In the immigration debate, some think children are being used as instruments to gain access to this nation’s benefits, while others see them as a reminder that, in God’s kingdom, the first shall be last.
Last month, an encounter between Michelle Obama and a Latina child in a suburban Maryland school brought into sharp relief one of the most pressing issues surrounding U.S. immigration policy: the effect that the current broken system is having — and has had for a long time — on the young children of immigrants.
The second-grade girl seemed to want confirmation — or perhaps it was refutation — of something she’d heard her mother say: “Barack Obama is taking everybody away that doesn’t have papers.” Mrs. Obama replied, “Well, that’s something we have to work on, right? Making sure people can be here with the right kind of papers.” But then, in one of those moments that make all the adults in the room squirm, the girl innocently volunteered, “My mom doesn’t have papers.”
In typical miss-the-main-point fashion, the media focused more on the First Lady’s response (she handled the awkward situation admirably) than on the heartbreaking reality exposed by this little girl’s question and comment.

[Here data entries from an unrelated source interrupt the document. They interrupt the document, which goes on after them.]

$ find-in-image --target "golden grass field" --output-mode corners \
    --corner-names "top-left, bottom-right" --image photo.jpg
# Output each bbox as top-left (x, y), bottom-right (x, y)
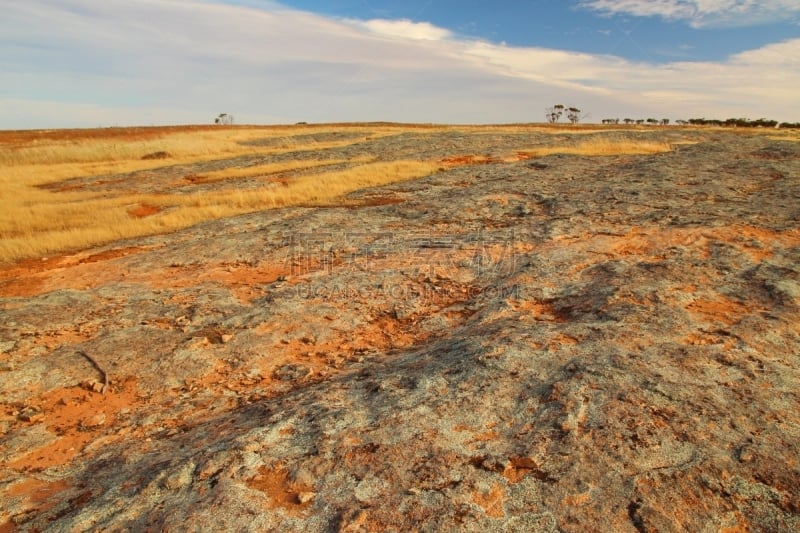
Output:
top-left (0, 124), bottom-right (783, 263)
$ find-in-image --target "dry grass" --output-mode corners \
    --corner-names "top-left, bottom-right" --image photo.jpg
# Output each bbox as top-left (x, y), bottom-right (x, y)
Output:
top-left (0, 161), bottom-right (438, 261)
top-left (186, 157), bottom-right (374, 183)
top-left (0, 120), bottom-right (692, 262)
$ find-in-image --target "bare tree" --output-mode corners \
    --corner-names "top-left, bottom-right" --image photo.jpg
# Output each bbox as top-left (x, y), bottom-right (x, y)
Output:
top-left (214, 113), bottom-right (233, 126)
top-left (544, 104), bottom-right (564, 124)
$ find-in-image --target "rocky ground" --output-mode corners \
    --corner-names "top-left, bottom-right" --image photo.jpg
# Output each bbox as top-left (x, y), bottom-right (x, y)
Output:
top-left (0, 129), bottom-right (800, 532)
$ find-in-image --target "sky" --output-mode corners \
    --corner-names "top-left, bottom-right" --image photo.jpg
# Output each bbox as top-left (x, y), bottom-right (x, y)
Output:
top-left (0, 0), bottom-right (800, 129)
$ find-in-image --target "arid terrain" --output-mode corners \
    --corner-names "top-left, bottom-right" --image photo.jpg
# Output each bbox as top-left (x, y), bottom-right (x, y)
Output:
top-left (0, 124), bottom-right (800, 533)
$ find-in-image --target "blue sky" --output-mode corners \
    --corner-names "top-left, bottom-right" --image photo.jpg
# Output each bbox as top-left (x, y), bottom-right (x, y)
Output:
top-left (0, 0), bottom-right (800, 129)
top-left (272, 0), bottom-right (800, 63)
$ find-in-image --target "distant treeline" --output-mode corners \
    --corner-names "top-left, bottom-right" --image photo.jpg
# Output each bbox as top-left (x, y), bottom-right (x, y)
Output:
top-left (602, 118), bottom-right (800, 129)
top-left (688, 118), bottom-right (800, 128)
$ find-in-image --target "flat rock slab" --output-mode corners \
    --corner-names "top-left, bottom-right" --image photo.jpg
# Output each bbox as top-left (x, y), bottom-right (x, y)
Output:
top-left (0, 130), bottom-right (800, 532)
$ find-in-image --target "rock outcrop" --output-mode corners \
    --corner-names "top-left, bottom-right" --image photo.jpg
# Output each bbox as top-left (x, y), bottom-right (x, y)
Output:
top-left (0, 130), bottom-right (800, 532)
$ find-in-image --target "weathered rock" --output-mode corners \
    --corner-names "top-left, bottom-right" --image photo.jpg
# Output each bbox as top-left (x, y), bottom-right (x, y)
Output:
top-left (0, 130), bottom-right (800, 531)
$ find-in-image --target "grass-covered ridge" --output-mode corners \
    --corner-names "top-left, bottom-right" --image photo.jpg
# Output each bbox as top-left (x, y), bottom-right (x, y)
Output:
top-left (0, 120), bottom-right (692, 262)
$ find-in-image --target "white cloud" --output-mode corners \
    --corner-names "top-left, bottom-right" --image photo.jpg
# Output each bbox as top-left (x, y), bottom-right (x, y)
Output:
top-left (580, 0), bottom-right (800, 28)
top-left (0, 0), bottom-right (800, 128)
top-left (346, 19), bottom-right (452, 41)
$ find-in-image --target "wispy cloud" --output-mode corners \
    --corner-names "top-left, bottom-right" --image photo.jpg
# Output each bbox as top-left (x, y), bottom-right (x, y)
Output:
top-left (580, 0), bottom-right (800, 28)
top-left (345, 19), bottom-right (453, 41)
top-left (0, 0), bottom-right (800, 128)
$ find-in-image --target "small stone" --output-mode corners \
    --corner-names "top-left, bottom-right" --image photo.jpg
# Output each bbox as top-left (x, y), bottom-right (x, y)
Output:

For several months I helped teach Sunday School and provide child care in a small Latino congregation in North Carolina. For the most part, the kids were like all kids everywhere — energetic, mischievous, manipulative, full of joy. But once in awhile — too often, as I think about it — one of the children would reveal something of the fear that they and their families regularly experienced. They would almost always do this in a casual, disinterested sort of way — perhaps as a defense mechanism or maybe because they’d been trained to be stoic in the face of difficulty.
Most of what these kids revealed about their stressed-out lives was that their parents lived in fear of the police. Once, an ICE (Immigration and Customs Enforcement) agent came to the church office (where I worked and where the Latino congregation met on Sunday evenings) looking for information about the Latino pastor. The fear these families lived in was not unfounded; it was a daily burden, and one that their children were learning to bear with them. (It turns out that these kids were unlike most of their Anglo peers in an important way: they were not carefree.)
Arizona politicians, feeling emboldened by the positive public response to their recent actions on immigration crackdown, will soon introduce legislation that would deny birth certificates to children born in the state. The bill’s sponsor, Russell Pearce, is not concerned about violating the Constitution (which grants citizenship to anyone born in the U.S.) because the greater issue, according to Pearce, is that the 14th amemdment has been “hijacked” by illegal immigrants. “They use it as a wedge,” Pearce said in a recent Time magazine article. “This is an orchestrated effort by them to come here and have children to gain access to the great welfare state we’ve created.”
Facts don’t seem to matter much in the current public debate about immigration, so Pearce’s inflammatory rhetoric will do its intended work — he will convince a lot of people to sign on to his “anchor baby” bill, “making the citizenship process so difficult that illegal immigrants [will] pull up anchor and leave.”
Never mind that undocumented immigrants are not eligible for public aid programs like welfare, food stamps, public housing, or Medicaid. Never mind that the majority of undocumented workers have Social Security, Medicare, and income taxes deducted from their payroll (even though they are ineligible for any Social Security or Medicare benefits and for almost all of the federal and state government benefits funded by income taxes).
It seems that fear is all over this issue: immigrants living in fear; Americans living in fear. Some of the fear is justified, most of it isn’t.
But for Christians who care about this issue and the people affected by it, the way of Jesus offers a way out of the fear. “Perfect love casts out all 1 John 4:18). Jesus, who as an immigrant child fled with his family from the authorities, calms our phobias about strangers by coming to us as one — by being present in those who frighten and unsettle us, in the despised and rejected among us.” (
The children of immigrants put a human face on this contentious issue but it is not a face that should engender pity or sentimentality. In the Gospels, when Jesus takes a little child in his arms and says “whoever welcomes one such child in my name welcomes me,” he is not waxing romantic about the innocence of children. He is saying something about the subversive nature of the kingdom of God: that the first will be last; that the lowly will be lifted up; that the powerless will receive power; that the status quo will be disrupted.
He is saying that immigrants — children and parents and whole families — are to be loved, not feared. Love casts out fear. This is the way of Jesus, the way of love, and when we dare to walk it, the kingdom of God is near.